If 2) then I would expect inventory to either level off or keep going up depending on whether the market force of 2) is greater than 1)...or vice versa.

If 3) then I would expect inventory to keep increasing. There are many reasons (layoff, illness/accident, divorce, ARM, etc.) why people HAVE to sell but I can't think of one reason why someone HAS to buy. And if nobody can afford these prices, then nothng will move and inventory will build.

We have been looking for a place to rent the past few weeks. There was one place (flipper who resides outside the U.S.) in View Ridge that was going for $1950. We went to the open house...nothing special. Then I saw the same place for $1850 2 weeks later. I sent an email to the RE agent and asked about the reduction and she said that nobody was biting. So it would appear that at least some flippers are trying to rent "high" to cover their costs but having to adjust to what the market will bear. By being greedy this flipper will get less per month and they have already lost at least a months rent to boot.

My prediction is that inventory will keep increasing due to the combination of 2) and 3) overcoming 1).

Seattle is one of the last dominos to fall in the greatest ponzi scheme of all time (next to SS). And it will play out faster than people think because the U.S economy is about to experience the "perfect storm". (housing bubble collapse, Mortgage/banks going bust, huge govt debt, alltime personal debt, loss of manufacturing, dumping of U.S. dollars by foreign investors, layoffs, oil prices etc.).

Since Seattle is "at the end" our prices will appear less and less attractive as most other places experience the inevitable steep declines before we do. So Seattle will end up being the "last place" anyone can afford to move to. By then the media will be playing the RE fear card which will only expedite the crash.

I wonder where that sign is from the aero-space bust in the late 60's/early 70's that says "last one to leave Seattle please turn out the lights".....may need to dust it off.

meshugy said...

Looks like condos are here to stay:

Condo conversions revert to rentals

In certain markets, though, condos have not succumbed to the reversion trend and solid sales are expected, Nadji of Marcus & Millichap said. He expects Seattle, Philadelphia, Tucson and Portland to continue to see healthy demand, while New York and Chicago will also be fairly stable.

matt said...

I like how you keep bringing up Tuscon as some kind of healthy market we should be comparing ourselves to Meshugy , that place is on the skids big-time...

Lake Hills Renter said...

I saw at least a dozen chalets for sale around Snoqualmie Pass today, in the Alpental and Hyak areas. I have no idea what it means as far as the housing market goes, but it was surprising to me. I wouldn't mind living in one myself, even during the winter, but the hour commute to work would get old very fast.

Closer to home, two of the houses I've been watching in Bellevue sold this week. I'm usually watching a handful at any given time, usually near where I live or on the way to work.
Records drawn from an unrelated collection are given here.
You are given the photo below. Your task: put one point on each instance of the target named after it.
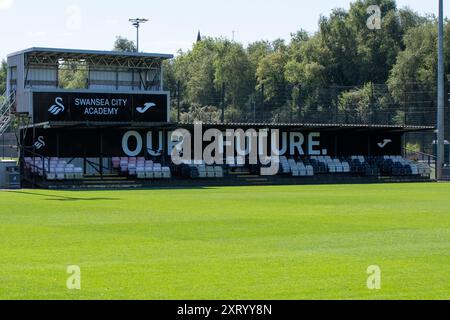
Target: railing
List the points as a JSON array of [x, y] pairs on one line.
[[420, 156], [6, 111]]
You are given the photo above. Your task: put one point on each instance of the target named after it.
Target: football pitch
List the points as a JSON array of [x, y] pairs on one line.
[[302, 242]]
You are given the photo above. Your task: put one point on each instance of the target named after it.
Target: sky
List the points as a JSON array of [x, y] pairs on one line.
[[173, 25]]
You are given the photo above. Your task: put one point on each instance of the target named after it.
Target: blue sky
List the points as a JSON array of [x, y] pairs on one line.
[[93, 24]]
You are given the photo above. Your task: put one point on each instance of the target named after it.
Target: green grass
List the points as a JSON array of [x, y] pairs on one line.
[[303, 242]]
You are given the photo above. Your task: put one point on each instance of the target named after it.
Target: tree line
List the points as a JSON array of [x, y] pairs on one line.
[[345, 72]]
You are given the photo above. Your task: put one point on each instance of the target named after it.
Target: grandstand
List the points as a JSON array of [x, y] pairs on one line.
[[116, 132]]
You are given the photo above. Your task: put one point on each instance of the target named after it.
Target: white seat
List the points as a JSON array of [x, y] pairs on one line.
[[68, 173], [78, 173], [140, 172], [60, 173]]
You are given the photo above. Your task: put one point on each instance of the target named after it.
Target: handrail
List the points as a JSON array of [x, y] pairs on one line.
[[421, 153]]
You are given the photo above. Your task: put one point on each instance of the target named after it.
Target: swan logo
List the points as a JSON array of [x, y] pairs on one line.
[[383, 144], [58, 107], [39, 144], [146, 107]]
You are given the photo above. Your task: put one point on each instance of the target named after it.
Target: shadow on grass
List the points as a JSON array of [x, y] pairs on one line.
[[63, 198]]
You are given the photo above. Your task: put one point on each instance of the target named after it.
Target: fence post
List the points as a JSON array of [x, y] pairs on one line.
[[178, 101], [222, 117], [262, 102]]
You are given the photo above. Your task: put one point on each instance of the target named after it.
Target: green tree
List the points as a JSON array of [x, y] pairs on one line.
[[3, 72], [73, 75], [124, 45]]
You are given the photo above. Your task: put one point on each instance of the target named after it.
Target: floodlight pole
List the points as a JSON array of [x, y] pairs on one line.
[[441, 95], [137, 23]]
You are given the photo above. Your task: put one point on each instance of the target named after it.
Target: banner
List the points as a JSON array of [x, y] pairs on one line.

Sort of my attempt at watching the micro market. They will usually sit for weeks on end, then several of them will all sell at once. Very odd.

I've about had it with the market. Research online is showing even crappy houses in Preston and Snoqualmie are listed for $350k. I'm about ready to go to sleep for a year as far as the housing market is concerned, check back in a year or so. All following it does is make me waffle back and forth on whether I think prices will come back down to reality or not, and get me disillusioned with the whole damn mess. Maybe I'll just rent for the rest of my life and be done with it.